Budweiser Select is supposed to be a special premium new brand of beer that is specially flavorful, as its descriptor “Select” would suggest. Although it is supposed to be special, it is priced along with Budweiser and Bud Light, not allowing even price to support its unique reason for being.
The Marketing Strategy of the new beer brand seems to be aimed at the younger market, if only because they take pains to feature the rapper-entrepreneur JayZ and feature highly sophisticated computer graphics. However, as in the case of the main Budweiser advertising, Select’s advertising strategy seems to be unmotivated and lackadaisical.
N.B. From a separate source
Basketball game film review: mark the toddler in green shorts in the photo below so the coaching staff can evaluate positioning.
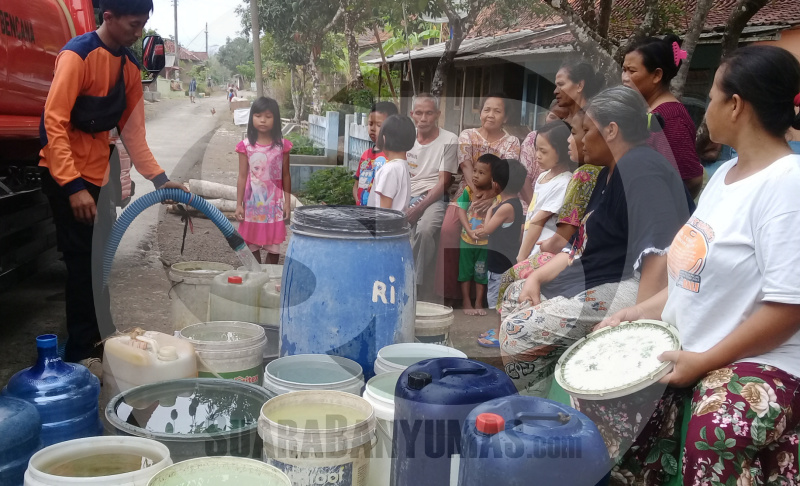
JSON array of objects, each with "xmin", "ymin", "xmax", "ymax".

The single 30” commercial is sophisticated and interesting, if only because it unusual. This spot features Don Shula, the famous former coach of the Miami Dolphins, and the rapper-entrepreneur JayZ playing a game of American football that is holographically projected on the table between them. They manipulate their respective teams with spoken instructions and hand movements. After an initial touchdown, by JayZ’s team, Don’s team scores a field goal, and would have won the game, but a spectator blew the virtual ball back from the virtual goal posts. Don then says that their next game will be played in a Dome (ostensibly to avoid spectator generated weather!) and JayZ responds, ‘next time we’ll play for rings (implying Superbowl rings). There is then a pack shot with the select “crown”.
Overall, all three commercials, for both the original Budweiser and the new Budweiser Select left me with the impression that there is not much strategic process in the Marketing and Advertising departments at Anheuser-Busch.